There's more value in lists of email addresses from a known location. Imagine sending 100k emails out saying "hey $user, it's androidforums! We're doing some audit, please click here and log in to prove you still want to keep your account otherwise we'll delete it".

(We'd never send that out, and it'd likely be fairly easy to spot that it is a fake email, but what if 1% fell for it. Then they WOULD have the plain text password that goes with 1000 emails and usernames. You see where I'm going with this..)

Sometimes it can be to tarnish reputations.

Sometimes it's boredom.

I'll bet there are instances where the supposed reason is to help make the internet a better place - forcing sites to cross their t's, dot their i's, and be more careful about patching published (or not) vulnerabilities and better protect their information. Or because members deserve to be exposed for being members. Blackmail, public shaming. (Ashley Madison).

Anyway. There are many reasons. None of which are good.
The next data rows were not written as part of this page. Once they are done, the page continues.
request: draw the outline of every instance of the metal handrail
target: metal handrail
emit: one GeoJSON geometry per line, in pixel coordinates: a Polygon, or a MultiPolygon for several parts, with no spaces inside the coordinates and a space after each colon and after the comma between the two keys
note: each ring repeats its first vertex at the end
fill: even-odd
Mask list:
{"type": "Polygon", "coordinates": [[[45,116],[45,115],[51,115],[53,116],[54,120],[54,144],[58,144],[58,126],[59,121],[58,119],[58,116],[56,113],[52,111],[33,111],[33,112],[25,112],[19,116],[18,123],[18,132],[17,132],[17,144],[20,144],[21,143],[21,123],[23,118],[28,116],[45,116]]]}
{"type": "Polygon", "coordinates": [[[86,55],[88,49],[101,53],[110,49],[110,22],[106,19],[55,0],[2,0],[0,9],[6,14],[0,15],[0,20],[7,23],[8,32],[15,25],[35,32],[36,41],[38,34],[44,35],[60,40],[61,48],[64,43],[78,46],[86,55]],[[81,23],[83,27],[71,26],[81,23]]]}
I finally see you posting live! lol Thanks for the informative post. And nice to finally meet you. Just wanna say - very quickly and briefly because it's off topic here...thanks for this amazing forum. Great job! Kudos to you and your team

 

[Phases]

Sure thing, thanks! I do need to be more active, I admit!

 

[Ilmbg]

I just came across this thread. If a person (me) does not use a credit card in any form online- either in email, texting, Paypal, banking online, order from any store online, why would there be any real threat if hacked? I do not put my real birthday , address on any forum info, don't email any personal that I am aware of online. I would never put my social security number, bank account. If someone wants to know that I have emailed/texted someone that it is snowing heavy, do they want to come with us cross country skiing, does that cause a
risk?? I am afraid I have gone back a long time ago to simple old fashion ways. I am very curious.

 

[Bg260]

I just came across this thread. If a person (me) does not use a credit card in any form online- either in email, texting, Paypal, banking online, order from any store online, why would there be any real threat if hacked? I do not put my real birthday , address on any forum info, don't email any personal that I am aware of online. I would never put my social security number, bank account. If someone wants to know that I have emailed/texted someone that it is snowing heavy, do they want to come with us cross country skiing, does that cause a
risk?? I am afraid I have gone back a long time ago to simple old fashion ways. I am very curious.

As was mentioned above. There are many that use the same password across many platforms. IE, their Email password is the same as their banking password, desktop password, Sears card, etc.